I think a lot about sharing space while I’m swimming in the pool. I try really hard and sometimes fail to be patient. My ire is reserved for the people who wait at the wall until I too arrive at the end, and then they take off, and I have to wait. Or the very fast swimmer in the pool yesterday who was so much faster than everyone else, and kept overtaking me at the end of the lane so that I’d have to wait once they’d taken off again, and I wonder if they’d considered how much they were interrupting my flow. But of course my slower pace was messing with theirs. When I used to swim at the university pool, I was on the slower side of medium, but now that I swim at the community centre with an older demographic, I’m kind of a hotshot. I swim at a very even pace, and it annoys me when other people don’t, which is a metaphor for a lot of things.

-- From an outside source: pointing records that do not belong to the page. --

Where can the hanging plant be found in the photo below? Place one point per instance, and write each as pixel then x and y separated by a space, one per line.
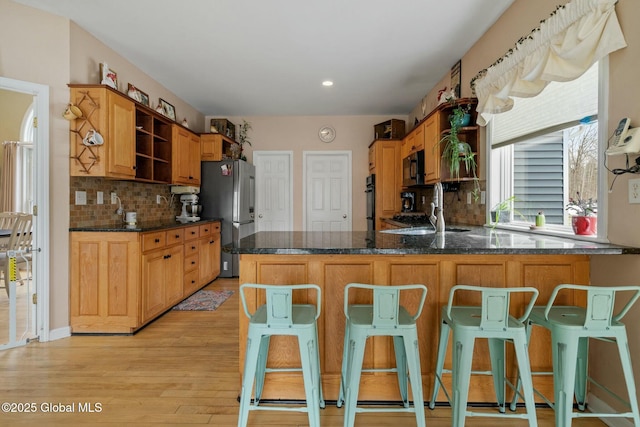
pixel 243 137
pixel 456 152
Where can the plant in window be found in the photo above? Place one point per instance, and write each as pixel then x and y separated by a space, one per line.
pixel 457 152
pixel 581 207
pixel 583 215
pixel 501 212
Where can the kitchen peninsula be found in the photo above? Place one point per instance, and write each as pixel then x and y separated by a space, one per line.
pixel 479 256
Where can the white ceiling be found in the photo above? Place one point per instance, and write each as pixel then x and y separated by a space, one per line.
pixel 252 57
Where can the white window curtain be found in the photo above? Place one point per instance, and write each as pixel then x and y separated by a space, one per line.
pixel 562 48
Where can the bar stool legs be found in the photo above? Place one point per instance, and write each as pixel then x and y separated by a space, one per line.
pixel 571 328
pixel 492 322
pixel 280 317
pixel 385 317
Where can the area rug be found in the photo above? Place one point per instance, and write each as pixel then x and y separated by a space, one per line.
pixel 204 301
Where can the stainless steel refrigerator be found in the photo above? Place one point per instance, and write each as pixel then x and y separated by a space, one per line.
pixel 227 191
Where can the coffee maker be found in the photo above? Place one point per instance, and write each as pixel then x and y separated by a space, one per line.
pixel 408 201
pixel 191 209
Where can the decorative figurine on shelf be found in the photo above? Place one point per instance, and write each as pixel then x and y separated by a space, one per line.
pixel 445 95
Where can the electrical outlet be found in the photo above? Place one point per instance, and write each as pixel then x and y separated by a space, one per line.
pixel 81 197
pixel 634 191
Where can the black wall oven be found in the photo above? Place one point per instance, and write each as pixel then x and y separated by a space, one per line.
pixel 371 202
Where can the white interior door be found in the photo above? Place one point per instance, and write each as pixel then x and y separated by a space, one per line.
pixel 21 318
pixel 274 190
pixel 327 190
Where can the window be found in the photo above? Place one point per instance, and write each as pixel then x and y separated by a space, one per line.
pixel 545 151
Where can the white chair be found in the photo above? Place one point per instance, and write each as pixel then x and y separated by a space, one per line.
pixel 20 242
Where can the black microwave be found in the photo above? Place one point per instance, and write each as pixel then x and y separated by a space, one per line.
pixel 413 169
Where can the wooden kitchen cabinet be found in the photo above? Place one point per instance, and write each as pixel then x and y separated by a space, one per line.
pixel 215 146
pixel 162 280
pixel 154 142
pixel 439 272
pixel 191 260
pixel 432 149
pixel 386 158
pixel 209 252
pixel 414 141
pixel 122 280
pixel 105 282
pixel 111 115
pixel 185 156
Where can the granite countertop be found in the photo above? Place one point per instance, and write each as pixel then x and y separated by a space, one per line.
pixel 477 240
pixel 144 226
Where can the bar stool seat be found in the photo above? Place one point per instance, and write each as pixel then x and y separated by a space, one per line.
pixel 280 317
pixel 385 317
pixel 571 327
pixel 492 321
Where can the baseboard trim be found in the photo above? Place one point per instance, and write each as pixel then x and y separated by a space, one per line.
pixel 597 405
pixel 60 333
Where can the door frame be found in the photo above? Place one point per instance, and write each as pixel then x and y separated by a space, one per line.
pixel 306 156
pixel 40 95
pixel 267 153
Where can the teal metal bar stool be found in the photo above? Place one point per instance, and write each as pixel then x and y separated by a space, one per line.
pixel 279 316
pixel 571 327
pixel 385 317
pixel 492 321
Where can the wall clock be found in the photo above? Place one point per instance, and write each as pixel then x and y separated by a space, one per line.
pixel 327 134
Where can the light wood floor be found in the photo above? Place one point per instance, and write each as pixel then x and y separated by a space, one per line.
pixel 181 369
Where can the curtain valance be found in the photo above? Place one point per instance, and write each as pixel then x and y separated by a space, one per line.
pixel 562 48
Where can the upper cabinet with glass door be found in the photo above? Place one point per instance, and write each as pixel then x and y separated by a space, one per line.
pixel 103 137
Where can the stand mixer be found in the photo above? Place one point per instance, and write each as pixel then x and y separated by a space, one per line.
pixel 190 208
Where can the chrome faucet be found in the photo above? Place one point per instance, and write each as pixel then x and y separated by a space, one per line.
pixel 437 206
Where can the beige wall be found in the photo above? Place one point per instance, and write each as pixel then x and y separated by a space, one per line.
pixel 35 48
pixel 87 53
pixel 13 106
pixel 50 50
pixel 624 92
pixel 300 133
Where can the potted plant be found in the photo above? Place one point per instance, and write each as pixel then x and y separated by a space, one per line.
pixel 456 152
pixel 583 215
pixel 501 211
pixel 243 137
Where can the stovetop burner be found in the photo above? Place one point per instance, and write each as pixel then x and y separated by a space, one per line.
pixel 411 218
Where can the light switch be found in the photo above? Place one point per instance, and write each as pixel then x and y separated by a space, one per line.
pixel 81 197
pixel 634 191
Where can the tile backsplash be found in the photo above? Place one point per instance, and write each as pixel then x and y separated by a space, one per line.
pixel 135 196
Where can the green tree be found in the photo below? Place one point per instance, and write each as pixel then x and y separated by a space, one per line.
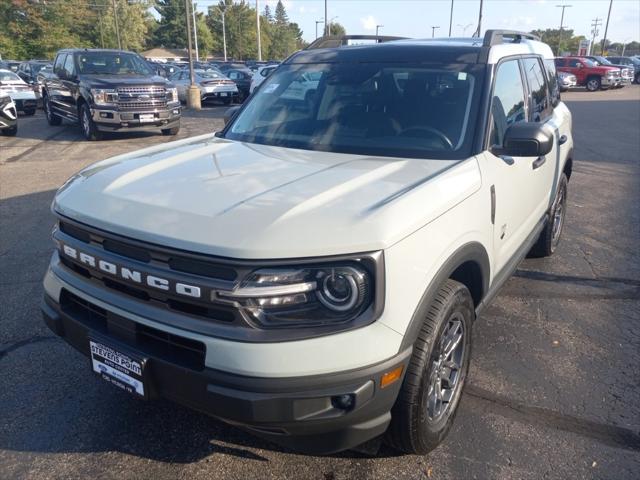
pixel 336 29
pixel 171 31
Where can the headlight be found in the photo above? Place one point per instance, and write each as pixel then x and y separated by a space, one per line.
pixel 104 96
pixel 304 296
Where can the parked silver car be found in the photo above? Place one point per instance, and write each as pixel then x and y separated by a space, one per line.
pixel 212 83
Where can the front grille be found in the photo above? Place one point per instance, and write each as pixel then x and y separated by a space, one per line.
pixel 141 98
pixel 151 341
pixel 168 262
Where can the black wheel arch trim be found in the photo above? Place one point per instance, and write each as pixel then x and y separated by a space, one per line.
pixel 472 251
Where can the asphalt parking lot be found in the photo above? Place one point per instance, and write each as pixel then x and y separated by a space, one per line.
pixel 554 386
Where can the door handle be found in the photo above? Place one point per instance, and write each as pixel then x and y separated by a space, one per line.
pixel 538 162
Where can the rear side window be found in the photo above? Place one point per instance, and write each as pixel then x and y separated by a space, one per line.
pixel 539 105
pixel 58 66
pixel 552 81
pixel 508 102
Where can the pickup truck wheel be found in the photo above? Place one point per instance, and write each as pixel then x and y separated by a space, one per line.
pixel 87 125
pixel 171 131
pixel 593 84
pixel 432 386
pixel 52 118
pixel 549 238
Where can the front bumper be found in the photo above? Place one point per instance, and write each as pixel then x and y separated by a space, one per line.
pixel 111 120
pixel 297 412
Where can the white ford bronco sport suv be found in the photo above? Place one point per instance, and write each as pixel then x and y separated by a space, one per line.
pixel 312 272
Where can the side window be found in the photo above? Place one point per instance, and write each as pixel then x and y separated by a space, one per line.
pixel 539 107
pixel 69 67
pixel 552 81
pixel 507 105
pixel 58 66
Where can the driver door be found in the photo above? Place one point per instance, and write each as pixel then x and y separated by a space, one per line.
pixel 514 196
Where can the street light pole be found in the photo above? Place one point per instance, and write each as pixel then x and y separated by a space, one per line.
pixel 606 28
pixel 561 25
pixel 326 24
pixel 317 22
pixel 115 17
pixel 195 29
pixel 258 30
pixel 193 93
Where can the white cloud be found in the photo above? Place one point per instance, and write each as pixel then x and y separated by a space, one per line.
pixel 369 22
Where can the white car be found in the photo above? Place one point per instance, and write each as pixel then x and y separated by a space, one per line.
pixel 260 75
pixel 312 272
pixel 212 83
pixel 20 91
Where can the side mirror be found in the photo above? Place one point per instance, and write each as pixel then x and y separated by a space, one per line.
pixel 230 113
pixel 526 139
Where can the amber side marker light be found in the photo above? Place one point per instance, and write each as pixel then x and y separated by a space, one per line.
pixel 390 377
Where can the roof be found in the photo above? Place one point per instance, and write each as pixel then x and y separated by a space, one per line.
pixel 166 53
pixel 495 45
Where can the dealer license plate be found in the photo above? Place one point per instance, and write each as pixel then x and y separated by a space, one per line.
pixel 118 368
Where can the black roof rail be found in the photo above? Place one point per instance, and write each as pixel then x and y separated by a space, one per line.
pixel 496 37
pixel 334 41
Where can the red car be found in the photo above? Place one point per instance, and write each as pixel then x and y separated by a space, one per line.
pixel 588 73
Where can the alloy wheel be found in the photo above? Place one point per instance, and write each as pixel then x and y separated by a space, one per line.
pixel 446 369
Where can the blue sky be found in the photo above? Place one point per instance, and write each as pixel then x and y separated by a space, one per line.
pixel 414 18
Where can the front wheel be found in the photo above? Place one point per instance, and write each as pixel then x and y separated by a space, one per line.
pixel 549 238
pixel 435 377
pixel 87 125
pixel 594 84
pixel 52 118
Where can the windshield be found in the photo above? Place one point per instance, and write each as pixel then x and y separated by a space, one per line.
pixel 6 76
pixel 112 63
pixel 382 109
pixel 602 61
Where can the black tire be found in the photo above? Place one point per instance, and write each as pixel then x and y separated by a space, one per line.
pixel 594 84
pixel 87 125
pixel 10 132
pixel 52 118
pixel 412 430
pixel 171 131
pixel 549 238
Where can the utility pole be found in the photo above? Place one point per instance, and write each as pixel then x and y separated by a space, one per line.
pixel 597 22
pixel 224 33
pixel 451 18
pixel 561 25
pixel 258 30
pixel 317 22
pixel 606 28
pixel 479 29
pixel 115 17
pixel 326 24
pixel 195 29
pixel 193 93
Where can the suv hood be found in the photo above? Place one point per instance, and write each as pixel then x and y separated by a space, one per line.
pixel 239 200
pixel 115 81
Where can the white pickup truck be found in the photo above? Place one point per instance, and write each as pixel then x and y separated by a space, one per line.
pixel 312 272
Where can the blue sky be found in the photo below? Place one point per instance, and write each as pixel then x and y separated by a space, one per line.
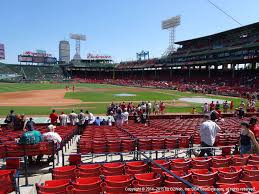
pixel 119 28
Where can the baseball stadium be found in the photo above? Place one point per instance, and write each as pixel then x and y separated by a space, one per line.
pixel 182 123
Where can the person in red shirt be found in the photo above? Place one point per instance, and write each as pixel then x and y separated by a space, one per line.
pixel 212 106
pixel 231 106
pixel 254 127
pixel 53 117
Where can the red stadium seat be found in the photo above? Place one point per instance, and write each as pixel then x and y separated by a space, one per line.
pixel 89 183
pixel 118 181
pixel 65 172
pixel 54 186
pixel 180 164
pixel 148 179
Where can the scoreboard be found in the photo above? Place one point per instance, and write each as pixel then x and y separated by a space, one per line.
pixel 38 57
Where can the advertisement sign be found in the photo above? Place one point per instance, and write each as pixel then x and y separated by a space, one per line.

It’s interesting that I find the idea that everybody swim at a very even pace more than reasonable when the fact is that everyone’s in the pool for a different reason, some people with training regimens, timed swims, swimming sprints. How easy it is to determine what you do is reasonable. I want to question those assumptions. But I also think all of us need to be aware of the other people all around us.

*

The other day I was confessing how disheartened I’d become with politics, and the response I got was, “But you’ve still got to keep fighting.” And I think I can’t. I think my problem is with the verb, “to fight.” I’m looking for a different mode of engagement, I think. Keep going, keep being, keep learning, keep changing. But I can’t fight. It’s not me, and it’s not sustainable. And of course, I’m conflicted about this. Imagine if Rosa Parks had decided not to fight, John Lewis, Martin Luther King Jr. Sometimes I worry that 70 years ago against the civil rights movement, I would have still be put off fighting and calling for civility, and that idea is shameful to me. But then I think about our abysmal provincial government, the Minister of Education whose Twitter bio has always read, “Fighting for you…” Because he’s fighting too. Which is weird, because he’s the one in power—shouldn’t he have levelled up from fighting now? You’ve got to wonder about the rules of engagement. What if none of this is actually a game? What if the stakes are real and we all have to work together?

*

I am heartbroken and sad. I am tired of being heartbroken and sad. I am lucky that I get to be tired of being heartbroken and sad instead of being so steeped in sadness and heartbreak that other possibilities aren’t available to me. I’ve seen the photos of the children who were murdered, posing with their Honour Roll certificates issued in a ceremony the same day they died, how their moms and dads came to see them, how hard they worked, their teachers. How hard it’s been to be a teacher…forever, but especially in the past two years. I think of my kids’ teachers, I think of my kids, how fragile and precious all of this is. I am heartbroken and sad. And I am so tired of being heartbroken and sad.